Stocks Struggle To Match The S&P
Don Quixote: Dost not see? A monstrous giant of infamous repute whom I intend to encounter.Sancho Panza: It's a windmill.
Don Quixote: A giant. Canst thou not see the four great arms whirling at his back?
Sancho Panza: A giant?
Don Quixote: Exactly.
Pointing out any weakness lately has been an exercise in tilting at windmills. We can see something that according to the final arbiter, price, simply does not exist.
So like Don Quixote, let's keep plugging along for now. The final figures are in for Tuesday's push to new highs, and yet breadth continues to lag, even within the S&P 500 itself.
Looking at the percentage of S&P stocks above their 10-day, 50-day, and 200-day averages, fewer than 75% of them were above their averages. And fewer than 10% of the stocks made new 52-week highs along with the index itself.
The last decade has been extremely strong for stocks (excluding 2008), so let's look at the past 10 years and consider any day when the S&P 500 index closed at a 52-week high but fewer than 75% of stocks were above their short-, medium-, and long-term averages, and fewer than 10% closed at a 52-week high.
Even during this strong stretch, the few occurrences all led to meaningful weakness in the weeks and months ahead. The risk/reward was heavily skewed to the downside, with none of the occurrences traveling more than +1% over the next couple of weeks, while the average downside was nearly -2%. It got worse from there.

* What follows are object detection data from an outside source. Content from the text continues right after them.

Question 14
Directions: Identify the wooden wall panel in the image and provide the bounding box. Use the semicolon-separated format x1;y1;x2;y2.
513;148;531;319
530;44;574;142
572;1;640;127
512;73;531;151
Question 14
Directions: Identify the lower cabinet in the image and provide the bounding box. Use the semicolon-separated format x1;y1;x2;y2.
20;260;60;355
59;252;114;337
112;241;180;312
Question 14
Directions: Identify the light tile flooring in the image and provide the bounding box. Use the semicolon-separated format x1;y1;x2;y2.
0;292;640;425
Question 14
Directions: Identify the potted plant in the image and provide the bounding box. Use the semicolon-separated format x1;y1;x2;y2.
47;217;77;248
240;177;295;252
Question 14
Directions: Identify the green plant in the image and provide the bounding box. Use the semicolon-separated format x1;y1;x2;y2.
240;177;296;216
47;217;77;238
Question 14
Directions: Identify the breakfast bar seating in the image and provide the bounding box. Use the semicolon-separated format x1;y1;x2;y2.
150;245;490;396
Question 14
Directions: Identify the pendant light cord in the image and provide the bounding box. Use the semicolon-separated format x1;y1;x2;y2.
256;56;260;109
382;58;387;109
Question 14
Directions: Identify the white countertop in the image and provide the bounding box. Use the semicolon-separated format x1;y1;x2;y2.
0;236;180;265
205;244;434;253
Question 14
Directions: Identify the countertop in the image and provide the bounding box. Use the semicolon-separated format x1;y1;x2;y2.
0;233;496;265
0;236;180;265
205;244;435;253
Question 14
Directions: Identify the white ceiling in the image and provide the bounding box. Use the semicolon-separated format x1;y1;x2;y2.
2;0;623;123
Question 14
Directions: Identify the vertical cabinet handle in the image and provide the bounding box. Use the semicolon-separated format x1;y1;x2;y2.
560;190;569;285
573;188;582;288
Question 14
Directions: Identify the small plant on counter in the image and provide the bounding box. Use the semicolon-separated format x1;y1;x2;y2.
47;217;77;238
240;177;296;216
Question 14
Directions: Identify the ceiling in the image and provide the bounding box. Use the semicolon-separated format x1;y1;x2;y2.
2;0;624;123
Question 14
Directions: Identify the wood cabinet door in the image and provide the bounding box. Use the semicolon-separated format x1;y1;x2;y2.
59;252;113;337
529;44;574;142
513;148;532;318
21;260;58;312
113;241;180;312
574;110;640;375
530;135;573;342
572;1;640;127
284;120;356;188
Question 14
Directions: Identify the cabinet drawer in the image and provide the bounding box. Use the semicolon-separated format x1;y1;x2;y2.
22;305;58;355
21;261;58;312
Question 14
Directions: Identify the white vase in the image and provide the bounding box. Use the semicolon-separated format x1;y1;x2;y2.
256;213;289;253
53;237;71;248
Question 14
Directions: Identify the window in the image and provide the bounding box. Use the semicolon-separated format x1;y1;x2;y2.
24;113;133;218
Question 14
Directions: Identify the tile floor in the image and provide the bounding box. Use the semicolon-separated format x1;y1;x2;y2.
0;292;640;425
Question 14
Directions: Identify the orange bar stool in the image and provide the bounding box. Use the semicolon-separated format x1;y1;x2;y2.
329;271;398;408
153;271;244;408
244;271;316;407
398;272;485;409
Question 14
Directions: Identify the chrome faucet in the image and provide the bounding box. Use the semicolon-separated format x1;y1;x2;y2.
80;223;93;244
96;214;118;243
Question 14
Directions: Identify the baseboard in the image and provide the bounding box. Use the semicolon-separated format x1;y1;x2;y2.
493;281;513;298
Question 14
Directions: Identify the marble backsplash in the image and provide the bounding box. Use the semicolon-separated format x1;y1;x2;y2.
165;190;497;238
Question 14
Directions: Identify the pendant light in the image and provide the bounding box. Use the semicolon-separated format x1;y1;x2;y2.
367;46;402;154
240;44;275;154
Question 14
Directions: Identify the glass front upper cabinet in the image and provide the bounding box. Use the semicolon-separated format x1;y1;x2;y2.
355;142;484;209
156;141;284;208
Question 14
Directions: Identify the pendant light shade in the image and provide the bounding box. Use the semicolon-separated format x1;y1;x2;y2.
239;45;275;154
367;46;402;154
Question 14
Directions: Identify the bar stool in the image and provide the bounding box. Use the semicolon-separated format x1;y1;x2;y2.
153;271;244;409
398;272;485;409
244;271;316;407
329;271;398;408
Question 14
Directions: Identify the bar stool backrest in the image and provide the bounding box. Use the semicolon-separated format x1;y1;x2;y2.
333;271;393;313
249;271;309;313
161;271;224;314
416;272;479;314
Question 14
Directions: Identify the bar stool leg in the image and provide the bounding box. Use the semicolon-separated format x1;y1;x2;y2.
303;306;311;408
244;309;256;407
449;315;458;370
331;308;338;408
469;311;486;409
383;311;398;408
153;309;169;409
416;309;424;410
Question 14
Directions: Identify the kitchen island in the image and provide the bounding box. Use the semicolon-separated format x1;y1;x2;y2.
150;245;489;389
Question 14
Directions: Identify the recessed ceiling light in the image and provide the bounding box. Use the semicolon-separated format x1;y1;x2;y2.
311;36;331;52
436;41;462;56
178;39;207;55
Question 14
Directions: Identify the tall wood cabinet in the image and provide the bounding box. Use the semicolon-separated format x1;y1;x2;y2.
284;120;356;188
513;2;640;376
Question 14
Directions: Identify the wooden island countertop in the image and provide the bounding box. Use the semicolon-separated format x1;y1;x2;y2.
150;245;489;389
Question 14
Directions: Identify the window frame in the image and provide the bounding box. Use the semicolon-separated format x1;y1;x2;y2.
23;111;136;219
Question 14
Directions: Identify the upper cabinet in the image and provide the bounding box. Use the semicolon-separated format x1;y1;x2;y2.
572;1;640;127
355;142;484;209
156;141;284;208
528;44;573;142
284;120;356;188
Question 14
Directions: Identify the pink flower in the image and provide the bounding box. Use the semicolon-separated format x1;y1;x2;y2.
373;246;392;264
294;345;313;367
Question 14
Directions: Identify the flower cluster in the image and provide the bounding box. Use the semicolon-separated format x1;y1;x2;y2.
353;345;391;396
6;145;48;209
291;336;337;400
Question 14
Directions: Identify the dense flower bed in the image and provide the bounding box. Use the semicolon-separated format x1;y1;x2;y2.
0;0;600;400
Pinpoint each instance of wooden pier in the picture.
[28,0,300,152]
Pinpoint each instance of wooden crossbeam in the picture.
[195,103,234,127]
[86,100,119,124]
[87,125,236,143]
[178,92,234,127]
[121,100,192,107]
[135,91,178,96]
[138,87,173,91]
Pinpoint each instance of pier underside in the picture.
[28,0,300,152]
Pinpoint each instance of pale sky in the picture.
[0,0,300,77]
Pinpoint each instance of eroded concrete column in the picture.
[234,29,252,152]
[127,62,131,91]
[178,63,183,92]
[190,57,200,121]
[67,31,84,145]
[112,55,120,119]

The biggest risk is simply that it doesn't matter, like what happened in 2013. There are many factors that are completely different now from what we saw then, but our bottom line is always that when our models and indicators fail in the shorter-term, it tells us something about the longer-term. And those shorter-term studies that had been suggesting weakness are on the verge of outright failure. We're still looking for these short-term gains to evaporate during a subsequent correction, but can't wait forever.